NI: Loyalist paramilitaries state commitment to ‘the rule of law’

NI: Loyalist paramilitaries state commitment to 'the rule of law'

Three of Northern Ireland’s leading loyalist paramilitary groups have issued a joint statement backing “the rule of law”.

A statement was read out this morning on behalf of the Ulster Volunteer Force (UVF), Ulster Defence Association (UDA) and Red Hand Commando (RHC) to mark nearly 20 years since the Good Friday Agreement was signed.

All three organisations are proscribed under the Terrorism Act 2000, though the RHC applied for deproscription last September.

They are believed to be jointly responsible for a thousand deaths over the course of The Troubles, and the PSNI believe loyalist paramilitaries are heavily involved in a wide range of crime.

Less than a week ago, Amnesty International and the National Union of Journalists (NUJ) condemned an alleged death threat against a Belfast-based journalist by a section of the UDA.

Today’s statement, the first joint statement from loyalist paramilitaries since their ceasefire in 1994, was read out alongside three former Protestant church leaders at Belfast’s Linenhall Library.

The statement reads: “We fully support the rule of law in all areas of life and emphatically condemn all forms of criminal activity. Individuals who use criminality to serve their own interests at the expense of loyalist communities are an affront to the true principles of loyalism.

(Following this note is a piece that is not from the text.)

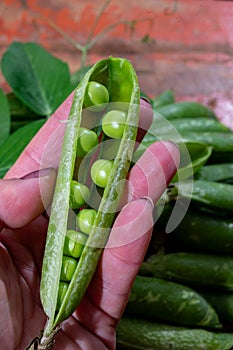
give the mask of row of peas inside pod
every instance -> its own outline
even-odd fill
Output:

“We reject and repudiate as unacceptable and contrary to loyalist principles any criminal action claimed to have been undertaken in our name or attributed to any individual claiming membership of one of our organisations. We further declare that any engagement in criminal acts by any individuals within our organisations will be regarded as placing those persons outside the memberships. This has been collectively agreed. We cannot allow criminals to hinder transformation and the ground on which such people stand is now shrinking.”